Termina o recurso com a apresentação das seguintes conclusões:
“A. O presente recurso vem interposto da Decisão proferida pelo Tribunal a quo, que revogou as medidas de obtenção e preservação da prova previamente ordenadas através do Despacho de fls._, datado de 10.05.2023.
B. Tendo o Tribunal a quo, na sua Decisão notificada às Partes a 5 de Janeiro de 2024, junta ao processo a fls._, decidido que não se mostrando comprovada a titularidade definitiva da patente, - que foi objecto de oposição-, e tendo sido o pressuposto do deferimento do presente procedimento essa titularidade, revogo as medidas de obtenção e preservação da prova ordenadas. Custas pela Requerente que a elas deu lugar.
C. Concluindo que “(…) face às oposições deduzidas, a Requerente não goza de uma proteção senão meramente provisória até decisão definitiva e por essa via, embora tenha alguma proteção nos termos do art.º 5.º, n.º 1, do CPI, também por força do preceituado nesse mesmo preceito, mas com base no número 4, não pode a Requerente obter uma decisão sem que esteja definitivamente decidida a questão da concessão da patente.”
D. Salvo o devido respeito, a ora Apelante não pode concordar com a decisão da Mm.ª Juiz em questão por considerar que o entendimento perfilhado pelo Douto Tribunal a quo não se encontra correcto à luz dos critérios legais aplicáveis ao caso em apreço, pelas razões que adiante se exporão.
E. A Patente Europeia n.º 3405333, da qual é titular, sob a epígrafe “Método de trabalho para processamento de sucata metálica num centro de reciclagem de sucata, e prensa de cisalhamento ou prensa ou cisalhas empregues neste método”, foi pedida em 9 de Janeiro de 2017 (reivindicando a prioridade da patente BE 201605052 de 22.01.2016), tendo sido concedida em 28 de Setembro de 2022 e validada em Portugal em 31 de Outubro de 2022, sendo a sua data-limite de vigência o dia 9 de Janeiro de 2037, cfr. Certificado de Patente, que se juntou como “Doc. n.º 3” com o Requerimento Inicial.

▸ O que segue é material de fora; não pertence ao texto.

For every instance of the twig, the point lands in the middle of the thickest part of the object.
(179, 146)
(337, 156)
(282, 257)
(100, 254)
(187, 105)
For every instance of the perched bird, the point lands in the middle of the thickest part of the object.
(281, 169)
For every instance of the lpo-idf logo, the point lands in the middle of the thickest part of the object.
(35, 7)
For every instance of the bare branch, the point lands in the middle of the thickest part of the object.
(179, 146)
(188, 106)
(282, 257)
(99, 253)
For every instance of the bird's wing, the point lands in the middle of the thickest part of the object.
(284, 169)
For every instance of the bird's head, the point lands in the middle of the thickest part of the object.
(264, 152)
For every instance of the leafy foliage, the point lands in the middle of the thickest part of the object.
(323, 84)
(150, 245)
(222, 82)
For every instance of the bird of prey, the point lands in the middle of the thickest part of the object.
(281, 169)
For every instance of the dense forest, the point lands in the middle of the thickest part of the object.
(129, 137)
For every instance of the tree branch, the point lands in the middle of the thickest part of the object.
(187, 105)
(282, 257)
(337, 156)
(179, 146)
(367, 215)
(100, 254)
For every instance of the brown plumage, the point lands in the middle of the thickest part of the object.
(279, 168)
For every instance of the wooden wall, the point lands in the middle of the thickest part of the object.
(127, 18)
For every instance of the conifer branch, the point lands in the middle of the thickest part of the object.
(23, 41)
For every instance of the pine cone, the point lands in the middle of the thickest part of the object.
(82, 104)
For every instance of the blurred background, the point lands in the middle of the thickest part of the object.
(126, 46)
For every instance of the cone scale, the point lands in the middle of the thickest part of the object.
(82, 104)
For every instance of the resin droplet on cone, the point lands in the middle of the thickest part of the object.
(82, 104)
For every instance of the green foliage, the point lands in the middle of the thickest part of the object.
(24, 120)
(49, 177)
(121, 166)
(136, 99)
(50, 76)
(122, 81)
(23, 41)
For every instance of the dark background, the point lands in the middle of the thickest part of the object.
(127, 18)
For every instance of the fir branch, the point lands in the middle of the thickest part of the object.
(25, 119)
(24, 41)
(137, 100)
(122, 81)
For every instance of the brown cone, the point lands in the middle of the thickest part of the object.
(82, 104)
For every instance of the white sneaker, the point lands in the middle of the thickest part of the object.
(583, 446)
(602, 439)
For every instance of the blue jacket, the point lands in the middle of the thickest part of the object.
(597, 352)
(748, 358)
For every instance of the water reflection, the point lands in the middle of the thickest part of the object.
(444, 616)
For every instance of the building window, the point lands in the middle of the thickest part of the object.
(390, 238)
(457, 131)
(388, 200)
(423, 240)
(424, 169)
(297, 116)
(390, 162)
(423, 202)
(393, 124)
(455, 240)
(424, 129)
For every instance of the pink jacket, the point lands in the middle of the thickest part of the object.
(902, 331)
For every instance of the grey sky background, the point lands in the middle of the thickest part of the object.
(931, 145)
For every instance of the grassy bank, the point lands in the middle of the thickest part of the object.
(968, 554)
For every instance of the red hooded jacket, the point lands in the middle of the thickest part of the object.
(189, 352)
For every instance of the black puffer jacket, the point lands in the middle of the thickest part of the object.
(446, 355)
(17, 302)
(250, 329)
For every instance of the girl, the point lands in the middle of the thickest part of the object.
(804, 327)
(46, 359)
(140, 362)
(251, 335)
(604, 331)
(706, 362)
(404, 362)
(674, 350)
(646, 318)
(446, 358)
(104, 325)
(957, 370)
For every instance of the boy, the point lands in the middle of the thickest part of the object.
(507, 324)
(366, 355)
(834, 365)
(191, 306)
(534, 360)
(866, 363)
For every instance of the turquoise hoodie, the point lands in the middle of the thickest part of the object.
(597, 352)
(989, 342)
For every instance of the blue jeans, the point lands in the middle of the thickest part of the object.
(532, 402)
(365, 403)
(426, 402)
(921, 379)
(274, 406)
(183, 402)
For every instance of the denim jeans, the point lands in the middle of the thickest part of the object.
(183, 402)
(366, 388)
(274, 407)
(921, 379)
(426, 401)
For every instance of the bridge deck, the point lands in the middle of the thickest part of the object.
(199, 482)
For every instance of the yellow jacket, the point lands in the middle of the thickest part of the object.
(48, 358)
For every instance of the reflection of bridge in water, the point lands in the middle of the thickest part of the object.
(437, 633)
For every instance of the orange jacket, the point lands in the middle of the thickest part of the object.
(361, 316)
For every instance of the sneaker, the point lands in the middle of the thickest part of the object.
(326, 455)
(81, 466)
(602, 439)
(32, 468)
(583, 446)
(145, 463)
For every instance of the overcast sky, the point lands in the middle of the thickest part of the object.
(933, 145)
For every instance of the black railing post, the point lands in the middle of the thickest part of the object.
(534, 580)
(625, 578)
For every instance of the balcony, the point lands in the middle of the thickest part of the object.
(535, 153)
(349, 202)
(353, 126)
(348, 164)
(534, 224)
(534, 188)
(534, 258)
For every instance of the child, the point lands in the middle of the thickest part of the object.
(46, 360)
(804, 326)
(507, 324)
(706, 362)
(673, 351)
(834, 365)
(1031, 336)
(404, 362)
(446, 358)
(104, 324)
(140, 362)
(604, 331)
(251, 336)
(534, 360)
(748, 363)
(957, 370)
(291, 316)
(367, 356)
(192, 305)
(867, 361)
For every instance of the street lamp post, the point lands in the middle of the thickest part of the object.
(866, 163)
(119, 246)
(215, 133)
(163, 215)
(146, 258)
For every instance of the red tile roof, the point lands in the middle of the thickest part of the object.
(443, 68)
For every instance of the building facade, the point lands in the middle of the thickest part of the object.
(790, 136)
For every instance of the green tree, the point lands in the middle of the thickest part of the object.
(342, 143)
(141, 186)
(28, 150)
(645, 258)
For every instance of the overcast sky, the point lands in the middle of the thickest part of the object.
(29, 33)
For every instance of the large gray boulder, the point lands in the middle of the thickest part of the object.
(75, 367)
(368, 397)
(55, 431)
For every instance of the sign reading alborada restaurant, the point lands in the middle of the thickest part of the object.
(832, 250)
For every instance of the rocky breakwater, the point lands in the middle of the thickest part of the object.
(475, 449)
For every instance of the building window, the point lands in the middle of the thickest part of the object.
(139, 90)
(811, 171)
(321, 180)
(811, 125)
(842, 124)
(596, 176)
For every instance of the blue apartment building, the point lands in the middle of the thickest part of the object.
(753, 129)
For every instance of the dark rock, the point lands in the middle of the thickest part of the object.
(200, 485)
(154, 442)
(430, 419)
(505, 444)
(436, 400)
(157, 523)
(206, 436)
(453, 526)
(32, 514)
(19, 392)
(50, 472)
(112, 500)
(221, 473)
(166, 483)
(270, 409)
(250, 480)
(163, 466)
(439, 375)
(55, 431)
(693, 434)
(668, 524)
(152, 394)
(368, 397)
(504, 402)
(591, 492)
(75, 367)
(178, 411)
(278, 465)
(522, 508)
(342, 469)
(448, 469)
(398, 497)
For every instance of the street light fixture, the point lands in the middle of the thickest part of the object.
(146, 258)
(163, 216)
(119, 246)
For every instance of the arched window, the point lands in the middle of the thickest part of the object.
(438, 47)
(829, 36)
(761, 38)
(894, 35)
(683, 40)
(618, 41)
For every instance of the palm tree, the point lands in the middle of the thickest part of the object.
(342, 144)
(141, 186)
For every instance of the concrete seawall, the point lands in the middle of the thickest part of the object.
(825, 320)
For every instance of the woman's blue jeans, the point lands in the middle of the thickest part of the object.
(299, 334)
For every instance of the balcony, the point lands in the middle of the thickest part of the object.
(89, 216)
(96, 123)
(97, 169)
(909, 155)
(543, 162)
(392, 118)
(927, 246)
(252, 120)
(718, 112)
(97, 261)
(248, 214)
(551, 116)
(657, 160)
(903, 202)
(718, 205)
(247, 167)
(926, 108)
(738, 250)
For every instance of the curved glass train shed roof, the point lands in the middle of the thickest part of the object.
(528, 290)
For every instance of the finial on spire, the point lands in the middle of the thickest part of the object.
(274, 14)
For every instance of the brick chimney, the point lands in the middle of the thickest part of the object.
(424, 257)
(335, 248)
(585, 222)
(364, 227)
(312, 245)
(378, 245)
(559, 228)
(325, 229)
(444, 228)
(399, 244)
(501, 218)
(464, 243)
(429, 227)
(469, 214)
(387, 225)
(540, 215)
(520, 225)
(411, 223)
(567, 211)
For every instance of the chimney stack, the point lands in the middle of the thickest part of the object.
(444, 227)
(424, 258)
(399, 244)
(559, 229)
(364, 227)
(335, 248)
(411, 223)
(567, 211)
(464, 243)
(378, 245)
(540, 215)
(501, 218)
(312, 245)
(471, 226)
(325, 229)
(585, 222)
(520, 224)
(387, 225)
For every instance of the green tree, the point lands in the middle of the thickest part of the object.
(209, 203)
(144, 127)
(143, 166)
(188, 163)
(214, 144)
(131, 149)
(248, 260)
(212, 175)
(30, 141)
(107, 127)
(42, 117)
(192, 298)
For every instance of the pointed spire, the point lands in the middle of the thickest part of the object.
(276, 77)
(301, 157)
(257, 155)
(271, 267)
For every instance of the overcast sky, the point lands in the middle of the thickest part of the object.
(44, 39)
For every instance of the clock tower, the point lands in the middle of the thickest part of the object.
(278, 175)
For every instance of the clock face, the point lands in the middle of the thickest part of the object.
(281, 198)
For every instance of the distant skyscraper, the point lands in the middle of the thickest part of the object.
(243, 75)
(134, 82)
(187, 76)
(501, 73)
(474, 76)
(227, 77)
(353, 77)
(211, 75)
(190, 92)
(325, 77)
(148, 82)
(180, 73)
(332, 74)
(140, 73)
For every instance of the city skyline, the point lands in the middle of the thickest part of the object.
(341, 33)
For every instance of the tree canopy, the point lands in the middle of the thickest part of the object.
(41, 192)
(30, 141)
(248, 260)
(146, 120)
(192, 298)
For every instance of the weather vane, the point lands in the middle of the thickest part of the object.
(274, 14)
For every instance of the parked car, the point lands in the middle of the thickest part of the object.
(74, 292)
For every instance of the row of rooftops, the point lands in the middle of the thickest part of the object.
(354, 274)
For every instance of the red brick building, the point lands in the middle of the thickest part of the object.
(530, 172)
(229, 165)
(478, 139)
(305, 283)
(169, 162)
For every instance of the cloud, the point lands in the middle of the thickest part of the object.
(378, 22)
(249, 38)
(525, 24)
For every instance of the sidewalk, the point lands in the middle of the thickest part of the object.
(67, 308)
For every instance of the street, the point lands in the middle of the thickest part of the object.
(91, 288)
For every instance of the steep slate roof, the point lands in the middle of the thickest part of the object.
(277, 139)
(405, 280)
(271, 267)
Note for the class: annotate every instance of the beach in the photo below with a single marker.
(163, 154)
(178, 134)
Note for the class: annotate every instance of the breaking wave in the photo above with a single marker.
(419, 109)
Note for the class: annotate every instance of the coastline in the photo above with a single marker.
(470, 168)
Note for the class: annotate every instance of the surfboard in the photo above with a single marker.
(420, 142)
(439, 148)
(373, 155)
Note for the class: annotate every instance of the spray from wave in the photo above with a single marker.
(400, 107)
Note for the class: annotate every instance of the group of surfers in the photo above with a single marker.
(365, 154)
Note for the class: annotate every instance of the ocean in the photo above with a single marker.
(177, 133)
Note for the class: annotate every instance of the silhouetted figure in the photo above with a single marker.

F. Ao contrário do entendimento perfilhado pelo Tribunal a quo, resultou totalmente comprovada nos presentes autos a titularidade definitiva da patente europeia n.º 3405333 da ora Apelante.
G. O Tribunal a quo considerou que a existência de oposições apresentadas junto do Instituto Europeu de Patentes, confere à ora Apelante uma proteção meramente provisória (…) nos termos do art.º 5.º, n.º 1 do CPI.
H. No entanto, e enquanto inexistir uma decisão do IEP que revogue a anterior decisão de concessão de uma patente europeia, esta mantém-se válida e em vigor e sem qualquer limitação no que aos direitos conferidos pelo art.º 102.º do Código da Propriedade Industrial (adiante CPI), por força do art.º 64.º da Convenção da Patente Europeia diz respeito
I. Uma vez concedida, a patente europeia n.º 3405333 foi validada em Portugal a 31 de Outubro de 2022, nos termos do art.º 81.º do CPI, cfr. Certificado de Patente, que se juntou como “Doc. n.º 3” com o Requerimento Inicial.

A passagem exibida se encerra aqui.